3. It was a sort of minor drawing-room, if you know what I mean, and it gave the impression of being over-furnished. This was due to the fact that it was stuffed to bursting-point with glass cases, these in their turn stuffed to bursting point with silver. It was evident that I was looking at the _F__ collection.

I paused. Something seemed to draw me through the French window. And the next moment there I was, vis-a-vis as the expression is, with my old pal _G__.

4. "He feared the wrath of that millionaire philatelist."

"Millionaire what?" asked _H__.

_I__, explained _J__, "collected stamps".

_H__ said he had always thought that a philatelist was a man who was kind to animals.

"No," said _J__, "a stamp collector. Though many philatelists, are, I believe, also kind to animals. _I__ had been devoted to this hobby for many years, ever since he had retired from business as a promoter of companies in the City of London. His collection was famous."

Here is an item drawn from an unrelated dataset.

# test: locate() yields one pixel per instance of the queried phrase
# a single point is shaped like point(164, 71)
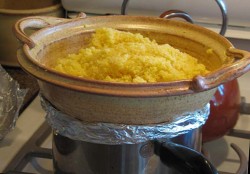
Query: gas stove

5. "Spiders have the most trying married lives. _K__ collects them and studies their habits. The moment the honeymoon is over, he says, the female spider eats the male spider."

"She does?"

"So _K__ tells me."

"Oh well, if there's nothing else in the house ..."

Bonus Point

Step 1: Identify a collector from the canon of each of the following items:
Prayer Rugs
Socks
Japanese Prints (at least two possible answers give the right letter)
Porcelain Vases
Snuff Boxes
Football Memorabilia (collector is a fan of Houndsditch Wednesday)
Every manner of valuable and valueless curio, with no central motive.

Step 2: For the full bonus point: You need one letter from the name of each of these seven collectors, the first letter of the surname for the untitled and the first letter of the title for earls and the like. Add to these 7 letters one more copy of the snuff box collector's initial and two more of the Japanese Print letter to give a list of 10 letters. Arrange them into a two-word phrase describing a festive occasion.